Monday, June 18, 2007

The power of love


why does my love for you have to be analyzed and considered and analyzed again? can i not just love another. can i not love fifty people? is it not possible to love myself and all others. and not to have this questioned or challenged or disbelieved.

it is true, my friend, that i love you. i have so much love inside of me to give. i walk around overflowing, heart on sleeve, kindness i hold in my outstretched hand. all for you. for all of you.
i do not want to fear giving.

fear you taking and needing and still wanting more.
i can love you, but i cannot fill you. you must fill yourself my friend.

fear you not understanding, hiding or running away.
i can love you, but only if you let me. you must be open my friend.

fear you trying too hard to understand me or read me.

I can love you, but you must just accept me, my friend.
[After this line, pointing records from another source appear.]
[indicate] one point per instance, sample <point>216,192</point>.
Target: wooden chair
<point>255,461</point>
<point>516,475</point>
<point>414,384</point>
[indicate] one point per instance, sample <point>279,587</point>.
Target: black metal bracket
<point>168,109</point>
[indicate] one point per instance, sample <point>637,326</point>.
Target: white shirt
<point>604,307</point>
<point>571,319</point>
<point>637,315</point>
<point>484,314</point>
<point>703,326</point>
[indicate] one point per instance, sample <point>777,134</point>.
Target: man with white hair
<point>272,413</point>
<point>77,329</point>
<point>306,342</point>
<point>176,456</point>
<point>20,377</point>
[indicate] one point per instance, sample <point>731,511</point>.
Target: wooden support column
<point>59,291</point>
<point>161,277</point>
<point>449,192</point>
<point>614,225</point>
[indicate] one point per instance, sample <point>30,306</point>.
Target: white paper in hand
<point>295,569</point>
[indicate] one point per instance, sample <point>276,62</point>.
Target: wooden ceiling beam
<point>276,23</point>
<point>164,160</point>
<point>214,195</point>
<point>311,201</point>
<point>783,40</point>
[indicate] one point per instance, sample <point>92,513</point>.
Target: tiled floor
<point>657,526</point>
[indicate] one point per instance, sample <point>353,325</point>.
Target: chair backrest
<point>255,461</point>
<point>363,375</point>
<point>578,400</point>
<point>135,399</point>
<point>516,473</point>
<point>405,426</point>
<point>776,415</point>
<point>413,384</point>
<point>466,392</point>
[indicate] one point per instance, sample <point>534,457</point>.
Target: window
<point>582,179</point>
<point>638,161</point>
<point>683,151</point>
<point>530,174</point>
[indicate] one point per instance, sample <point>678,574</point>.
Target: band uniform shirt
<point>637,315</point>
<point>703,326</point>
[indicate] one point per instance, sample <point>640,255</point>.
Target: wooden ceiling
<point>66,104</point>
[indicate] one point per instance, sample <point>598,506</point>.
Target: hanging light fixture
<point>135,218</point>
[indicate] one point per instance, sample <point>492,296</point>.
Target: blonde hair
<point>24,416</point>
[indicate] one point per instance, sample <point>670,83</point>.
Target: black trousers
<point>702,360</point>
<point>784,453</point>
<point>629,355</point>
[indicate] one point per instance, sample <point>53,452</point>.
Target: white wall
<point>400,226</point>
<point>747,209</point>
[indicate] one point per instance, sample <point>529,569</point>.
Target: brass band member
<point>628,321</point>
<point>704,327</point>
all i want to do is to love

freely, openly, endlessly, unconditionally.

it is simple enough.


Sunday, June 17, 2007

Reaching


it was up there on the highest shelf. and i couldn't touch it without dragging a chair into the room and climbing up and standing on my tiptoes and reaching. and even still it was hard. that is where i kept my adoration for you. not so easily accessible, but always there. safe and comforting and out of the way.